EST. 1961—Igniters Car Club of Libby

A Little Piece of History

The Igniters Car Club was formed in 1961 at a local coffee shop by a group of young men that regularly met to engage in intellectual and philosophical debates and

exchange opinions on current issues affecting their hometown, Libby, Montana.

The first Igniters Car Club meeting, which was held on October 22, 1961 at Phil Barrs Garage, was attended by a group of young car enthusiasts including Mike Behling, Dave Swenson, Ken Preston, Bob Myrang, Ken Beckstrom, Rich Johnson, Mike Plaas, and Ivan Troyer. The historical minutes of the meeting reflected the key points that required immediate decision making such as charging a $5 initiation fee for each new member, acquiring a garage to work on projects and hold regular meetings, and

gaining a financial edge by restoring automobiles and other fundraising efforts.

In 1962, the club held its first community wide event. The small group installed

car seat belts for a mere $10 and offered vehicle safety inspections to

interested bystanders.

As public awareness grew about the club, so did its respect and interest – the two main goals of this ambitious group. In an attempt to live up to the community’s expectations, different approaches were explored to meet the stringent standards of the club. For example, each member was required to carry gasoline, water, and oil in his vehicle at all times to generously and graciously provide roadside assistance. Each rescue effort was satisfied once the assisted person received his or her courtesy card. In summary, the card read “If you have anything against hot rodders, remember it was one of them who assisted you today”.

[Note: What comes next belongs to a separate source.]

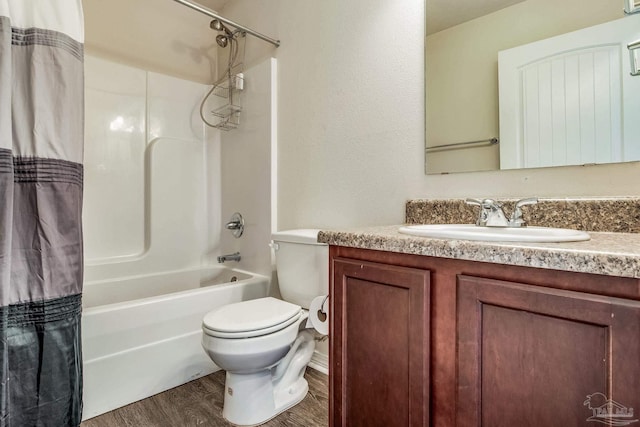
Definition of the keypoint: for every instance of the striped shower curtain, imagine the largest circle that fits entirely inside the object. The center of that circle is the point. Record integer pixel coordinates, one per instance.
(41, 148)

Another standard adhered to was in the form of a fine being applied to any traffic ticket received by a club member while on the road. Basically, the member was charged face value of the initial violation, essentially doubling the fee. The penalty was put in line with the club attempting to present a positive image to the community.

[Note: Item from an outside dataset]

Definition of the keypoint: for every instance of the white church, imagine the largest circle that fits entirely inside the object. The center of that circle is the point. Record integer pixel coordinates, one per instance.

The club’s first garage was located at 313 California Avenue next to the American

Legion Hall. The members held regular sock hops at the local Moose Hall to raise funds to absorb the cost of the rent. Eventually, the club was able to build a 40 X 60 foot shop on a piece of land donated by a fellow community member by the name of George Enders. This shop, located at 170 Hogan Drive, provided a permanent home to the

Igniters Car Club.

The first few public car shows were modest in size and were held in various parking lots throughout the community with the first one located at the renowned Bowman’s Office Supply. The car show celebration, consisting of a few cars belonging to members, was complimented by a small barbecue with hot dogs, hamburgers, soda, and a

handful of out of town guests.

In 1981, as part of the annual community-wide celebration, Libby Logger Days, the club decided to host their own rod run. This event, called The Igniters Timber Run, unintentionally attracted several young athletes, dressed in full running gear, prepared to compete in a long distance run. As a result, the name of the event was changed to Igniters′ Hot August Nights. However, in the late 1990’s, a threat of a lawsuit by The Hot August Nights organization in Reno, Nevada prompted yet another name change because of alleged trademark infringement. The car show became what is known as today as Ignite the Nites.

The Igniters celebrated 50 years as a club in 2011 with a record number of

454 antique, classic, and custom cars rolling in for the annual car show!